Nel nuovo ordine geopolitico multipolare, la Turchia sta riaffermando la propria centralità e ambizione globale. L’Italia, tra i pochi Paesi europei a comprenderne la portata, sta costruendo con Ankara un rapporto fondato su pragmatismo e cooperazione industriale. Droni, difesa e nuove alleanze segnano una fase che potrebbe ridefinire gli equilibri regionali e transatlantici

Il mondo, specie quello della Difesa, sta cambiando rapidamente e profondamente. Vecchie alleanze si stringono o si allentano, e nuovi allineamenti prendono forma. Mentre l’Europa riflette su come gestire il rapporto con gli Stati Uniti e su come costruire un effettivo pilastro europeo all’interno dell’Alleanza Atlantica, c’è un attore che continua a rimanere fuori da diverse triangolazioni, nonostante una rilevanza, sempre più accentuata, sullo scacchiere internazionale: la Turchia.

Ormai da alcuni anni Ankara ha deciso di rilanciare il proprio ruolo di attore regionale con ambizioni globali. Lo fa potenziando le proprie Forze armate (seconde per entità numerica solo a quelle statunitensi all’interno della Nato), espandendo la sua rete di alleanze e puntando su un’industria della difesa sovrana e sempre più in grado di porsi come pari nelle trattative con i suoi corrispettivi continentali.

In questo contesto, stupisce come pochi attori internazionali stiano affrontando (o, piuttosto, non affrontando) la cosa. Vuoi per le diversità di vedute su principi e valori, vuoi per le strizzate d’occhio alla Russia di Vladimir Putin o per le mire (mai celate) di Ankara su Cipro Nord. Eppure, la Turchia è ormai un tassello imprescindibile delle nuove dinamiche mediterranee e mediorientali. Questo vale anche sul piano industriale: Ankara è ormai un punto di riferimento globale nel mercato dei droni da combattimento. Il campione nazionale in questo ambito, Baykar, ha saputo trarre molte lezioni dagli sviluppi sul campo di battaglia in Ucraina e ha adeguato di conseguenza i suoi progetti di sviluppo e produzione, puntando al contempo su un rafforzamento complessivo di tutti gli altri segmenti, da quello aereo a quello terrestre.

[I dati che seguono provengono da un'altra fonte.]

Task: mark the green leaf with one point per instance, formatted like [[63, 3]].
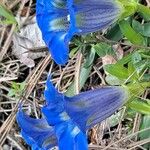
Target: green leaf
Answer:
[[117, 70], [112, 80], [140, 106], [114, 33], [143, 29], [103, 49], [90, 58], [7, 14], [144, 10], [146, 134], [131, 34], [84, 74]]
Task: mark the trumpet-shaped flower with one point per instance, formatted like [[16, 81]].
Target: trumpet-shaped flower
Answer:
[[60, 20], [67, 118]]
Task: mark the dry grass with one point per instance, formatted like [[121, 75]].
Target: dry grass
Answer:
[[11, 69]]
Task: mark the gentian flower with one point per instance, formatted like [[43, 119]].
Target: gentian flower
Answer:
[[60, 20], [67, 118]]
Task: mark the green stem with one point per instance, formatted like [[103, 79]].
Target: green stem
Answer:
[[144, 10]]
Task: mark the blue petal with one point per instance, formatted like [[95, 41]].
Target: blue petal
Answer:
[[36, 132], [94, 15], [60, 20], [67, 131], [91, 107]]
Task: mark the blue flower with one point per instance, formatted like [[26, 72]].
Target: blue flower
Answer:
[[60, 20], [67, 118]]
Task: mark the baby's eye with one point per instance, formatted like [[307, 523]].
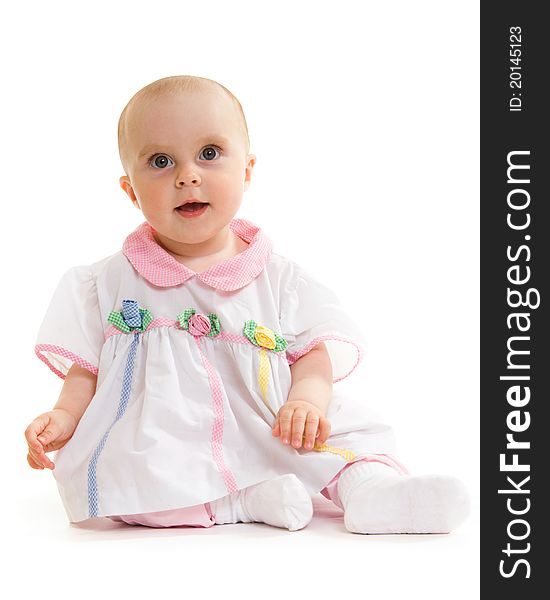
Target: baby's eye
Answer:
[[209, 153], [160, 161]]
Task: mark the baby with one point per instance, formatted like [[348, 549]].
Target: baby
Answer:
[[198, 364]]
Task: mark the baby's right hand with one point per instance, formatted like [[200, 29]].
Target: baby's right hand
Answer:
[[49, 431]]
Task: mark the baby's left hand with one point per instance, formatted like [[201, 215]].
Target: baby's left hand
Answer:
[[302, 421]]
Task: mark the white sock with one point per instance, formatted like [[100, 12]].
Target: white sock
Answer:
[[280, 502], [377, 499]]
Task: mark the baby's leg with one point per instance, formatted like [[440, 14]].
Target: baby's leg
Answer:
[[191, 516], [376, 498], [280, 502]]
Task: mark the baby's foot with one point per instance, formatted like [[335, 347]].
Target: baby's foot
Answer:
[[377, 499], [280, 502]]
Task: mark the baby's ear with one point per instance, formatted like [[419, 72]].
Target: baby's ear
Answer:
[[250, 162], [126, 185]]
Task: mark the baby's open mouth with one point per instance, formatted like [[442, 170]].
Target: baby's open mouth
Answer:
[[192, 206]]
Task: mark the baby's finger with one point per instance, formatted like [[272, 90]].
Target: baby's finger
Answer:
[[39, 457], [285, 423], [50, 434], [35, 429], [312, 424], [33, 463], [298, 424]]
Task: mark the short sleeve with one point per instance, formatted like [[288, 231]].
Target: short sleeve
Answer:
[[71, 331], [311, 313]]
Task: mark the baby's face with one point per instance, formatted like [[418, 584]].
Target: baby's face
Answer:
[[187, 147]]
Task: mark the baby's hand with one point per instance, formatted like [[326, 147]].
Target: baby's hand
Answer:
[[50, 431], [304, 422]]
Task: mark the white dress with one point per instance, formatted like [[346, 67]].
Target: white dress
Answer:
[[192, 369]]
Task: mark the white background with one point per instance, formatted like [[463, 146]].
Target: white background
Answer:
[[364, 117]]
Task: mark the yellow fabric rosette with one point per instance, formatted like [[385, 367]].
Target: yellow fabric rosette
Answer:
[[265, 337]]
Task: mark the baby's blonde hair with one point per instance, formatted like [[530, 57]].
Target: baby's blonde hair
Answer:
[[171, 86]]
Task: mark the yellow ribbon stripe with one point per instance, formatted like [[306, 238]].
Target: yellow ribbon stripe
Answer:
[[263, 376], [347, 454]]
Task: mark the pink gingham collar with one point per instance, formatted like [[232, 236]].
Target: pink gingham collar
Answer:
[[160, 268]]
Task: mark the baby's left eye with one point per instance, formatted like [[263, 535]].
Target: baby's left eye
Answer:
[[209, 153], [160, 161]]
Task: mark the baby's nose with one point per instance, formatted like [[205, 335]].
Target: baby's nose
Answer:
[[187, 178]]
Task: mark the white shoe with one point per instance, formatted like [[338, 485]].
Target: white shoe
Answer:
[[377, 499]]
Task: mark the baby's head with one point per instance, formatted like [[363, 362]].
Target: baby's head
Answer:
[[185, 138]]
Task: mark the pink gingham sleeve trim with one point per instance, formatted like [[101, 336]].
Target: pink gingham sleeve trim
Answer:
[[160, 268], [41, 350]]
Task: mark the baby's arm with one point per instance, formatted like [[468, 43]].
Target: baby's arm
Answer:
[[303, 414], [52, 430]]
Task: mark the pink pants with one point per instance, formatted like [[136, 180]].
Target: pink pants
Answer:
[[201, 515]]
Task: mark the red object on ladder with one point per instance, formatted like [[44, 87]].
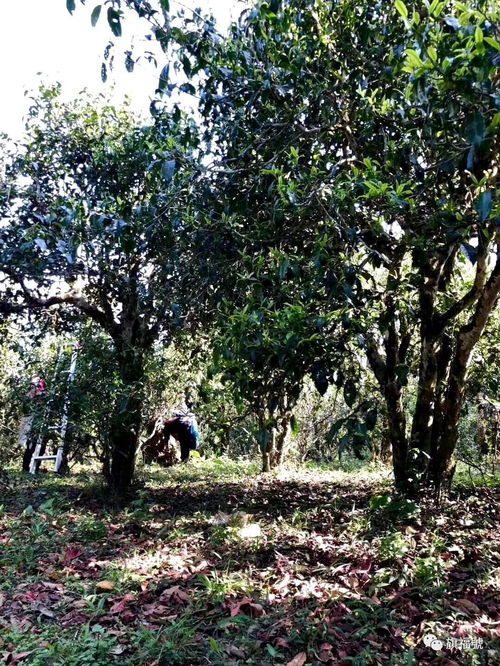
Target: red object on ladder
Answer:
[[57, 458]]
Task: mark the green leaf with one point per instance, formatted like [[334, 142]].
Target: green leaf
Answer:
[[475, 130], [168, 170], [94, 17], [114, 22], [483, 205], [371, 418], [413, 59], [402, 9], [350, 392], [164, 77], [432, 53]]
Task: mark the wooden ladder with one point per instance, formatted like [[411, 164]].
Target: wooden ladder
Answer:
[[57, 458]]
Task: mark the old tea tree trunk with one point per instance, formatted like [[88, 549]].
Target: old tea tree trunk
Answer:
[[424, 457]]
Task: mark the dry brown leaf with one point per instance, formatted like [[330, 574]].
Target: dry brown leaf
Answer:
[[467, 606], [105, 586], [299, 660]]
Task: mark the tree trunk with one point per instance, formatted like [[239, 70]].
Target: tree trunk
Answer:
[[267, 441], [443, 465], [481, 437], [126, 421], [281, 438]]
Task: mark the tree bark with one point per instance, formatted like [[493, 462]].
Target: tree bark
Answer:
[[126, 421], [282, 438], [443, 465]]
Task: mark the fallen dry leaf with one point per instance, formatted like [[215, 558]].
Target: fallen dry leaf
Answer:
[[299, 660], [105, 586], [248, 607], [175, 595], [120, 605], [467, 606]]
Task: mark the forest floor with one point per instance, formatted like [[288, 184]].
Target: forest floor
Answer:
[[211, 563]]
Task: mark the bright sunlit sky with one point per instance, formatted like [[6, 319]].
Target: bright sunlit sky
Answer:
[[41, 42]]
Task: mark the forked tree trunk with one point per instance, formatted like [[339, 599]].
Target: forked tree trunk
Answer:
[[282, 438]]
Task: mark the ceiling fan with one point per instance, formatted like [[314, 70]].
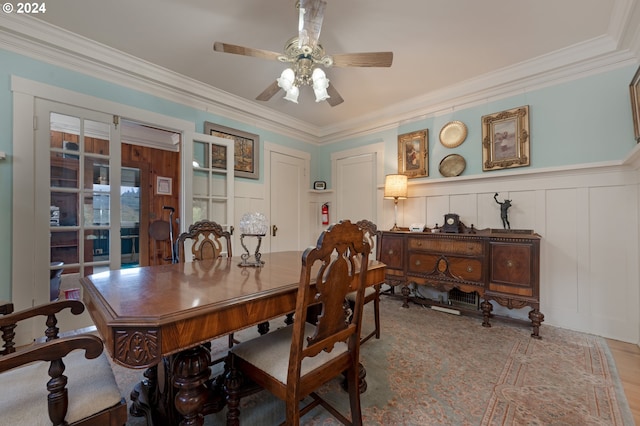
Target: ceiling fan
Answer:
[[307, 58]]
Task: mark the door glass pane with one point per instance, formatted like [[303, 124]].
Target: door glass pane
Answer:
[[219, 211], [200, 154], [96, 209], [218, 156], [96, 172], [200, 182], [96, 137], [64, 247], [130, 217], [64, 209], [200, 209], [219, 185], [96, 247], [64, 170]]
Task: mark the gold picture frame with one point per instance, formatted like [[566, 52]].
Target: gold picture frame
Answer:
[[634, 91], [163, 185], [246, 146], [506, 139], [413, 154]]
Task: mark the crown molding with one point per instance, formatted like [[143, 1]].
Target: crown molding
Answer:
[[39, 40]]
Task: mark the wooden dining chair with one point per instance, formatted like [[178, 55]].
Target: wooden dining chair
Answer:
[[371, 294], [207, 241], [57, 380], [293, 361]]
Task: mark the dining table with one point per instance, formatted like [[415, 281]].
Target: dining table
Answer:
[[161, 318]]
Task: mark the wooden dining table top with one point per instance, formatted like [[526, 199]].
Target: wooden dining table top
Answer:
[[149, 312]]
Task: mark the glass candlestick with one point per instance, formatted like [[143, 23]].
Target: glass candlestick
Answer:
[[252, 225], [256, 256]]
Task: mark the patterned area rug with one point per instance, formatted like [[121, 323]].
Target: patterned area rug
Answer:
[[433, 368]]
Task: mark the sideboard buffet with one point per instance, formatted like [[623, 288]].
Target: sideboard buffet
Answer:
[[500, 265]]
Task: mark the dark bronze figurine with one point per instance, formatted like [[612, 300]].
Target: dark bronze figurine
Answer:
[[504, 206]]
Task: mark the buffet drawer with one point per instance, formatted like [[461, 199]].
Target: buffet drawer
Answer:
[[466, 269], [449, 246]]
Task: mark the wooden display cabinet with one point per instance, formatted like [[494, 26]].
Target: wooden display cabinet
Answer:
[[503, 266]]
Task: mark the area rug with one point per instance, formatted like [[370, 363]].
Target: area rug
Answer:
[[434, 368]]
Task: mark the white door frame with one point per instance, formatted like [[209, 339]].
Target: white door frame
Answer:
[[378, 150], [304, 195]]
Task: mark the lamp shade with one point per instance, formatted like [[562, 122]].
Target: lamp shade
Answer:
[[395, 186]]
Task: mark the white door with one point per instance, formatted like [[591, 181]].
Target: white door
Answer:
[[356, 187], [288, 188]]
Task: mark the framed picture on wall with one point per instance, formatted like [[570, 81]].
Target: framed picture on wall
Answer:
[[413, 154], [163, 185], [246, 160], [634, 89], [505, 139]]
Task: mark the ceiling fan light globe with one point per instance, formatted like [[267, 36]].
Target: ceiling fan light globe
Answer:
[[292, 94], [286, 79], [321, 94]]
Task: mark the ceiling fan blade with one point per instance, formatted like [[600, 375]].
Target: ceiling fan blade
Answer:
[[365, 59], [246, 51], [269, 92], [310, 22], [334, 97]]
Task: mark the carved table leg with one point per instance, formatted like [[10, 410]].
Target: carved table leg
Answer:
[[362, 382], [232, 386], [263, 327], [190, 372], [487, 307], [536, 318], [405, 293]]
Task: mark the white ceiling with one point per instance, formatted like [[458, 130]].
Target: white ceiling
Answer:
[[438, 45]]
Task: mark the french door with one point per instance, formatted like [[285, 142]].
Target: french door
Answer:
[[208, 164], [77, 193]]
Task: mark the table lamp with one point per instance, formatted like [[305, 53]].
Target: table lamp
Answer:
[[395, 187]]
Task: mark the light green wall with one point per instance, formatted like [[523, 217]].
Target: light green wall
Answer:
[[577, 122], [14, 64]]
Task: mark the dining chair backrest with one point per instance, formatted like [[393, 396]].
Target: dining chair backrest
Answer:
[[328, 273], [371, 235], [294, 361], [207, 241]]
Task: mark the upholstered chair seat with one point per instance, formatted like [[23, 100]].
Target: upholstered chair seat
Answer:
[[91, 386]]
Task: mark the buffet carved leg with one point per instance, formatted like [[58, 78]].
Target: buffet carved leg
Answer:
[[487, 307], [536, 318]]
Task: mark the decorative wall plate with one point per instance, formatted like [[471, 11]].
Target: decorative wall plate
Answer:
[[453, 134], [452, 165]]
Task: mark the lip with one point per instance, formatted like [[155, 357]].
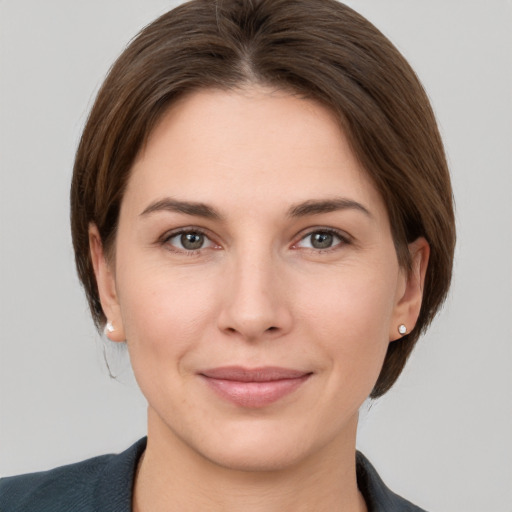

È alla luce di tale rilevanza che bisogna leggere i recenti allineamenti tra la Turchia e l’Italia. Roma sembra essere infatti la capitale europea che meglio ha capito come relazionarsi con un partner complesso come Ankara. Insieme, i due Paesi stanno costruendo un’alleanza industriale che si basa sul mutuo riconoscimento delle rispettive eccellenze e sullo sviluppo di sinergie pragmatiche.

La cessione di Piaggio Aerospace a Baykar (su cui ci si aspetta che il governo sciolga la riserva sull’applicazione del Golden Power a breve) e la creazione della nuova joint venture con Leonardo — la quale si candida a dominare il mercato europeo dei droni — si inscrivono perfettamente in questo schema. 

D’altronde, lo ha detto chiaramente anche il ministro Guido Crosetto, durante un dibattito sulla difesa europea, riferendosi proprio alla Turchia: “Il primo modo di difendersi è non regalare alleati ai propri nemici”. In un mondo soggetto a cambiamenti tanto repentini quanto profondi, Ankara è un partner che fa gola a molti attori, e di cui Europa e Nato non dovrebbero dimenticarsi. Non solo in virtù della posizione strategica della Turchia, ma anche e soprattutto alla luce del fatto che Ankara è determinata a tornare a contare, se necessario anche senza i suoi Alleati di lunga data, se questi decidessero di tenerla fuori dai nuovi club della sicurezza collettiva.

Davanti al bivio tra chiusura e inclusione, l’Italia ha saputo trovare una interessante via di mezzo. Niente Turchia coinvolta (soprattutto economicamente) nei programmi di riarmo più propriamente “europei” — vale a dire quelli che puntano a creare sistemi ex novo —, ma, allo stesso tempo, collaborazioni mirate e strategiche per quei campi (come i droni) in cui l’impellenza dei necessari adeguamenti operativi per le Forze armate impediscono di cominciare completamente da capo. Collaborazioni che, peraltro, permetteranno alle aziende turche di diventare (grazie alla joint formula con Leonardo) rivenditori privilegiati in Europa.

L’epoca del bipolarismo è finita, così come ogni velleità di poter ricondurre le dinamiche odierne alla rigida ripartizione in blocchi tipica della Guerra Fredda. Nel nuovo ordine multipolare, in cui le alleanze possono essere sia granitiche sia più sfumate, ogni mossa vale per se stessa e va inserita in una lettura multilivello fatta di intese mirate e pragmatismo geopolitico. E questo — almeno riguardo al rapporto con la Turchia — l’Italia lo ha capito prima degli altri. Ancora molto resta da definire nel rapporto Ankara-Roma, non ultimo il delicatissimo dossier Libia (e il destino dei suoi giacimenti di idrocarburi), però, almeno per il momento, la linea del pragmatismo sta pagando e promette di continuare a farlo.